For 4QFY2016, Cadila Healthcare (Cadila) posted a robust performance on the
net profit front while sales came in lower than expected. Sales came in at
Rs2,376cr (V/s Rs2,400cr expected), growing by 5.7% yoy. On the operating front,
the OPM came in at 21.4% V/s 21.1% expected and V/s 20.2% in 4QFY2015.
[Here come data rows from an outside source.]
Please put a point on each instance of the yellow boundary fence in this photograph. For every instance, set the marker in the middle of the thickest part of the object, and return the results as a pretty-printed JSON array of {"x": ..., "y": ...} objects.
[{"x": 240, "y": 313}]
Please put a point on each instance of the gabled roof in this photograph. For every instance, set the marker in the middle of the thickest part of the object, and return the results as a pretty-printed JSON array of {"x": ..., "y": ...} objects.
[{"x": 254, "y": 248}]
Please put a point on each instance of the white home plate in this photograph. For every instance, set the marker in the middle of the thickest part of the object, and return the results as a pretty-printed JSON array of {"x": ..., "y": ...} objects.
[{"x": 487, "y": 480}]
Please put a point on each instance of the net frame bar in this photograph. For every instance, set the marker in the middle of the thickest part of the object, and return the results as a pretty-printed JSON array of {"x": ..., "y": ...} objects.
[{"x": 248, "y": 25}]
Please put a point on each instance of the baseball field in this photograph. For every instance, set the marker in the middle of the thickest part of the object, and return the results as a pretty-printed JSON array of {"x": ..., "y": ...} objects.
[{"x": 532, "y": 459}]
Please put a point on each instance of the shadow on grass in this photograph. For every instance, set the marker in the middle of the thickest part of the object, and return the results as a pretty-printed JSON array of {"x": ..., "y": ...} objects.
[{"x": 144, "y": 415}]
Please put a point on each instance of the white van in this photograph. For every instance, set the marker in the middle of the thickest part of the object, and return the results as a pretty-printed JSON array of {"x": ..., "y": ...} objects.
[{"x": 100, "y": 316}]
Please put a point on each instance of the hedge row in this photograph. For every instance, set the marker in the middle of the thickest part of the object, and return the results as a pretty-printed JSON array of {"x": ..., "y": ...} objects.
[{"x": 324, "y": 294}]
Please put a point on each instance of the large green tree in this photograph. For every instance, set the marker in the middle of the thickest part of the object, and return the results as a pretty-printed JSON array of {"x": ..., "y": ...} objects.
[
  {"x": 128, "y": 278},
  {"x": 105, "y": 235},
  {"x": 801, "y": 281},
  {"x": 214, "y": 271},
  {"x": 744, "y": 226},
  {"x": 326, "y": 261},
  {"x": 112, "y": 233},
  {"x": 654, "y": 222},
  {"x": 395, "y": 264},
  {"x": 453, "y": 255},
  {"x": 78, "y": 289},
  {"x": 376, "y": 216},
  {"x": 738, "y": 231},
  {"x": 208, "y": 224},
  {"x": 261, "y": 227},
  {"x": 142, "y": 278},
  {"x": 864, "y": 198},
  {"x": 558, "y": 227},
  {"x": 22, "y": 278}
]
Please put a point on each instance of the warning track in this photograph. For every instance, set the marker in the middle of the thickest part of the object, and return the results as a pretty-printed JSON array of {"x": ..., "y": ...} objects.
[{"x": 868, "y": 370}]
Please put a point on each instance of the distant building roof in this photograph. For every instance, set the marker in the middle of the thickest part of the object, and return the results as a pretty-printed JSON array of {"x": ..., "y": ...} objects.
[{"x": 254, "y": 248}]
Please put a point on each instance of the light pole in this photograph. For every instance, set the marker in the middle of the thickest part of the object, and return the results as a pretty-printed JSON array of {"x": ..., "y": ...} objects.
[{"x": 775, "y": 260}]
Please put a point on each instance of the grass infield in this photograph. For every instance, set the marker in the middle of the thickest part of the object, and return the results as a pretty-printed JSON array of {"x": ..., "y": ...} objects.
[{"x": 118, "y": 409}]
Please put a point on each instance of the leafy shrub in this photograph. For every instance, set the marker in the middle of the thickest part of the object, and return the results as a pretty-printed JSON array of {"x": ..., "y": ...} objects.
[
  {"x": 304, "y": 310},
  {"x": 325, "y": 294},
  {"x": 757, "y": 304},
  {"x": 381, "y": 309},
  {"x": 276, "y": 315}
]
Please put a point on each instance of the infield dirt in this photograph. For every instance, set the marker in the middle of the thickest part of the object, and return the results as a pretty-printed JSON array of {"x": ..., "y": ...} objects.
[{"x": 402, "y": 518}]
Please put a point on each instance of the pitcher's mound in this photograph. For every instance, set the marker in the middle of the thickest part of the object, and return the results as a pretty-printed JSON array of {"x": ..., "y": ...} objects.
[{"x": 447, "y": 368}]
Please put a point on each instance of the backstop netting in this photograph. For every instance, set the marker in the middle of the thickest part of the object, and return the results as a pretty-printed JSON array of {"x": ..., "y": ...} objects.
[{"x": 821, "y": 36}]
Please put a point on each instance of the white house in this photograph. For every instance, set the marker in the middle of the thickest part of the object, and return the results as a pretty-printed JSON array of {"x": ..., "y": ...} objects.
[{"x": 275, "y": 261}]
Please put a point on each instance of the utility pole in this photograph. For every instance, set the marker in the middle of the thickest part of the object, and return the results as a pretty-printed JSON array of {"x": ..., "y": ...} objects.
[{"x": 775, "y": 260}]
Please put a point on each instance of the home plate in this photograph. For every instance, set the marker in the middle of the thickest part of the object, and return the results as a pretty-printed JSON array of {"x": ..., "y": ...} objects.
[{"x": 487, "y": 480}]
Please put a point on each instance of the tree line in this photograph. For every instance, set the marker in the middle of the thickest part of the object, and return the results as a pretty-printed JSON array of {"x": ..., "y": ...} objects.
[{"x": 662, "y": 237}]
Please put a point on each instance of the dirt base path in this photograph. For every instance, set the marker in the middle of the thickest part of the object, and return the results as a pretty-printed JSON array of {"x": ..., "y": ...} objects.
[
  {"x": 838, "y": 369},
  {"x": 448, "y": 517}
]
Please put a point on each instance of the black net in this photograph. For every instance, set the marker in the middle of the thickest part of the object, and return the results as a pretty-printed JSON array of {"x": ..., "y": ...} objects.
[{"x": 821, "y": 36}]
The expansion in the OPM was driven by expansion in the GPM to 65.4% (V/s
64.3% in 4QFY2015) despite increase in staff expenditure and other expenditure
by 13.7% yoy 3.8% yoy respectively. R&D expenditure during the quarter came in
at 7.6% V/s 8.4% of sales in 4QFY2015. The Adj. net profit came in at Rs388cr V/s
Rs373cr expected and V/s Rs351cr in 4QFY2015, ie a yoy growth of 10.6%. We
maintain our Buy on the stock.
Results better than expected at the net profit level: For 4QFY2016, sales came in
at Rs2,342cr (V/s Rs2,400cr expected), growing by 5.7% yoy. On the operating
front, the OPM came in at 21.4% V/s 21.1% expected and V/s 20.2% in
4QFY2015. The expansion in the OPM was driven by expansion in the GPM to
65.4% (V/s 64.3% in 4QFY2015) and despite 13.7% yoy growth in the staff
expenditure and 3.8% yoy rise in other expenditure. R&D expenditure during the
quarter came in at 7.6% V/s 8.4% of sales in 4QFY2015. The Adj. net profit came
in at Rs388cr V/s Rs351cr in 4QFY2015, a yoy growth of 10.6%.
Outlook and valuation: We expect Cadila’s net sales to post a 17.8% CAGR to
Rs13,148cr and EPS to report a 15.8% CAGR to Rs20.0 over FY2016–18E. We
maintain our Buy rating on the stock.